Martin's Must Reads: 'The Ice at the End of the World'

Nov 26, 2019

“On the old maps of the Arctic—the ones drawn by hand, where geographical features were left blank in places where the world was still unexplored—an area along Greenland’s southeastern coast was sometimes marked as inaccessible “by reason of floating and fixed mountains of ice.”

I’m Mark Martin, with "Martin’s Must Reads" and so begins Jon Gertner’s book The Ice At The End Of The World.  Part history of exploration and part science book, The Ice At the End of the World tells the story of Greenland, the world’s largest island,-- three times the size of Texas, home to only 56,000 people, and  a land 80% covered by ice.  Only Antarctica has more ice. Greenland has become ground zero in the study of glacial melting, rising ocean levels and global warming.

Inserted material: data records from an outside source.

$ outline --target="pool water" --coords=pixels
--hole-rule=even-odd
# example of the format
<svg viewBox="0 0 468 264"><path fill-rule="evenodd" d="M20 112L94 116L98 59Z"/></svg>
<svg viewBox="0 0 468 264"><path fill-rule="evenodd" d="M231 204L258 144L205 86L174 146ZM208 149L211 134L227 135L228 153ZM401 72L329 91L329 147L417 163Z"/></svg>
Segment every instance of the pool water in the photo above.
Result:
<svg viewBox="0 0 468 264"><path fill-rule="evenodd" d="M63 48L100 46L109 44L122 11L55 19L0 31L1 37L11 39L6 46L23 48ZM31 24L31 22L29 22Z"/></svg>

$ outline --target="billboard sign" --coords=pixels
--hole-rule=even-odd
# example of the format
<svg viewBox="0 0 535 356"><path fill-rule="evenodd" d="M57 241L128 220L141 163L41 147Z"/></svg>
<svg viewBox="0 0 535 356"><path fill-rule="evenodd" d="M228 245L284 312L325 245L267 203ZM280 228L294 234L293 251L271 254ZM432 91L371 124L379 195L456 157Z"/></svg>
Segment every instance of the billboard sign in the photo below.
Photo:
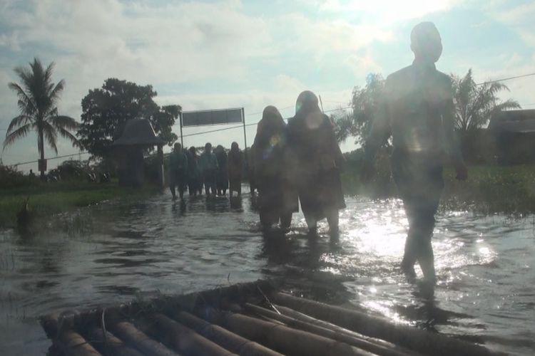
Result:
<svg viewBox="0 0 535 356"><path fill-rule="evenodd" d="M213 110L185 111L182 112L182 126L232 124L243 122L243 109L220 109Z"/></svg>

The book begins with stories of exploration, brave and strong men seeking adventure and fame.  Personal glory was their main goal.  Missions of glory were replaced by serious efforts for scientific understanding.   Modern and cutting edge science, computers and satellites replaced dog sleds and bravery in the efforts to understand Greenland.  Mr. Gertner does a splendid job in helping the reader understand the science and history behind the warnings of glacial melting and global warming.

The Ice At The End Of The World by Jon Gertner is more than a history lesson. He challenges the reader to not only understand global warming, but do something about it. “If more knowledge, and more data, and more satellites, and more computer projections couldn’t make us act quickly enough about the polar regions and the risks of the future, then what would?”